Professor Richard Werner, 54, is best known for coining the phrase “quantitative easing.”
He was given a conditional offer for the Director of the Cambridge Centre of Housing and Planning Research (CCHPR), based at the University, but it was rescinded when employers dug deeper into his career.
Prof. Werner alleges that his anti-big bank view is a philosophical belief, based not only somewhat on his Christian beliefs but as a form of academic freedom, and denying him a job amounts to direct discrimination.
The law states that for a view to be a philosophical belief it must be genuinely held and be worthy of respect in a democratic society.
The German Professor, who worked for the University of Southampton until 2018, is well known for coining the phrase “quantitative easing” and later saying it had “failed” in the UK.
The tribunal was told Prof Werner was interviewed by six professors in May 2018 for the role at the University of Cambridge, and in June, was made a conditional offer for the agreed start date of 1 October that year.
Professor Colin Lizieri, who met with Prof Werner after the interview, later raised concerns about the direction the economist may take the department.
One email reads: “There are other reputational issues as it has emerged that he has some unorthodox views (these did not emerge in the CV or in academic searches, nor in his references) that, had we known about them, we would probably not have made the offer – given that it was a somewhat leftfield appointment, albeit the consensus of the interview panel.”
While the claimant had accepted the offer, Prof Lizieri wrote to say he was “not satisfied that we have reached agreement on a number of issues”.
Prof Werner then was told the CCHPR was “no longer in a position to proceed with the appointment and are therefore withdrawing the offer of employment”.
Employment Judge Isabel Manley was told a summary of the facts in the preliminary ruling to determine whether Prof Werner’s views on big banks amount to a philosophical belief.
The tribunal was told the claimant had been informed the CCHPR was considering its finances when it rescinded the job offer, but still an ex-gratia sum was offered.
She said: “In the claimant’s witness statement for this hearing, he provided me with some background about his beliefs and his academic background.
“He says that he became a practising, believing and active Christian’ in June 1991. He gave details about how that came about and, in his view, its connection to the work he was carrying out at that time in Japan as a graduate student.
“He was carrying out research on large Japanese capital flows of the 1980s and had been looking for a link between those and high land prices.

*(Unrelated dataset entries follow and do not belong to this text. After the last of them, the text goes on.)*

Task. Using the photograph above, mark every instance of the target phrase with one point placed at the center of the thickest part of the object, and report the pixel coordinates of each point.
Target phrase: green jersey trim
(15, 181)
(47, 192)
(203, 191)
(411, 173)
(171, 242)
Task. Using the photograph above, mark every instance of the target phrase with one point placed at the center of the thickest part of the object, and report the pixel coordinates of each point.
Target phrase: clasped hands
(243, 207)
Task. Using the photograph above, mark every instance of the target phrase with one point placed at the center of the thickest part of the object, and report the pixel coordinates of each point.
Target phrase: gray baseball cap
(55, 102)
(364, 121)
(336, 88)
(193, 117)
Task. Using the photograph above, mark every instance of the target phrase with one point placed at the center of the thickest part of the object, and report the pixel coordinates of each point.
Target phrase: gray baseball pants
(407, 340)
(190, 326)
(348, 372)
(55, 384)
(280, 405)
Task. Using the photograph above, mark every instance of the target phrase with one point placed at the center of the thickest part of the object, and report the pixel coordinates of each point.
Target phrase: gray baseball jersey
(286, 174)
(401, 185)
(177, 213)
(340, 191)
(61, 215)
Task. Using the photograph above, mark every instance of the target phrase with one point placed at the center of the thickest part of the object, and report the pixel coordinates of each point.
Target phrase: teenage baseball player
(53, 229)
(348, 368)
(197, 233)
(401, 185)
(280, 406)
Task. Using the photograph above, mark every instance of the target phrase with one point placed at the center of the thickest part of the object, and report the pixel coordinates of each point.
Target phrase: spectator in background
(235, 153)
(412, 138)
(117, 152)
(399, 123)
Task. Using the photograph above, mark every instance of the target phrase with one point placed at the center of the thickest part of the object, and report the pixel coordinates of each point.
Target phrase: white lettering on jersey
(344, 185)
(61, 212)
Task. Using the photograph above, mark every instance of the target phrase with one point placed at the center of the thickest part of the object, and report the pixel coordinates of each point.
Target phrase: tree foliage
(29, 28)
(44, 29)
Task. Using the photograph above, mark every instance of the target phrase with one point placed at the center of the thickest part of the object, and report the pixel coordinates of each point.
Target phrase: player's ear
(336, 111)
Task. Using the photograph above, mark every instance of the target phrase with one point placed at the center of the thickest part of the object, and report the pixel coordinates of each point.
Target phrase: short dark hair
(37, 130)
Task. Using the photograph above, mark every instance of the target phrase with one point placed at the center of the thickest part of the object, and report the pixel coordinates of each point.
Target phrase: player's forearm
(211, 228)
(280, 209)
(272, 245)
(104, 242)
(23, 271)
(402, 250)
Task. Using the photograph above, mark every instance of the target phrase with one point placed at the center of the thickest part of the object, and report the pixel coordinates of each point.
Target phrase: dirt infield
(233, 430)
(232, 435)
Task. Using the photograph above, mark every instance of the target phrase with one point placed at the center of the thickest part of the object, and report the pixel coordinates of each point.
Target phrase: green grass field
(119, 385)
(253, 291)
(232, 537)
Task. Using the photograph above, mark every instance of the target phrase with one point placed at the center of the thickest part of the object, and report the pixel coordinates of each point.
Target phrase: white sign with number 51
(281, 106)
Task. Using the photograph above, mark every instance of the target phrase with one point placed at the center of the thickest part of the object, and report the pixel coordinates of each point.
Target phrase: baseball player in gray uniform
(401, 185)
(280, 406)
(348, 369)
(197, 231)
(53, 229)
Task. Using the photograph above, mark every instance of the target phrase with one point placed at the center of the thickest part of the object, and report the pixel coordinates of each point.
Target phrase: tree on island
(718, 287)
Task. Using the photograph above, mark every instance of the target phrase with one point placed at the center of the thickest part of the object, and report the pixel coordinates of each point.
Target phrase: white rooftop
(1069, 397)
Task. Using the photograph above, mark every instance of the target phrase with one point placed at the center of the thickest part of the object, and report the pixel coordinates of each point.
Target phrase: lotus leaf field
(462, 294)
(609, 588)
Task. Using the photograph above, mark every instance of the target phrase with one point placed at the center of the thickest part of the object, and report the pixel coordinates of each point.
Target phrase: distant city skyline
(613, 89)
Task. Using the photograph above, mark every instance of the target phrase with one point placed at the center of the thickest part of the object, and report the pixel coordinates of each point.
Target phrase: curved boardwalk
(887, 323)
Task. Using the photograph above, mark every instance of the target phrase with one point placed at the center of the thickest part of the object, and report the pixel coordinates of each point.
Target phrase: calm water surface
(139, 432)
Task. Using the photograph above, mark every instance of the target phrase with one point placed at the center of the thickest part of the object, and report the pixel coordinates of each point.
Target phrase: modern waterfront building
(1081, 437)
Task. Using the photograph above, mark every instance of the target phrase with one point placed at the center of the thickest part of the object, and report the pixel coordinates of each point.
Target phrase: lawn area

“In summary, the claimant explained how, through prayer, he was led to a revelation that… bank lending was new ‘money creation’.
“He does believe that big banks and concentrated banking systems are a cancer on society.”
The judge added: “He links many of his beliefs and academic research to Christianity and to the Bible. He also points out that, for many people who share his view about banks, there is no link to Christianity.
“He has been undertaking academic work on banking and its role in society and, in particular, the concentration of power in the large and bigger banks.
“He set out details of a number of events where he has been asked to speak, some of them linking Christianity to matters such as capitalism, finance, money and banking.
“He argues that his belief that ‘big banks are a cancer on society’ amounts to a philosophical belief.”
In her conclusions, Judge Manley said: “I am satisfied that the belief that ‘big banks are a cancer on society’ can amount to a philosophical belief and a tribunal can now consider whether the claimant can show facts from which they could conclude that the action taken was because of that philosophical belief (and, separately, his religion).
“I accept that the comment about ‘unorthodox views’ does need to be explained and it is possible that other comments made in the course of the decision to withdraw the offer need to have some context attached to them.”
This suit against the University of Cambridge follows his £3.5 million award from the University of Southampton where a tribunal found he was harassed and discriminated against for being German and a Christian.
The unusually high sum was awarded after the university failed to turn up to the tribunal.
The University of Southampton is appealing the decision.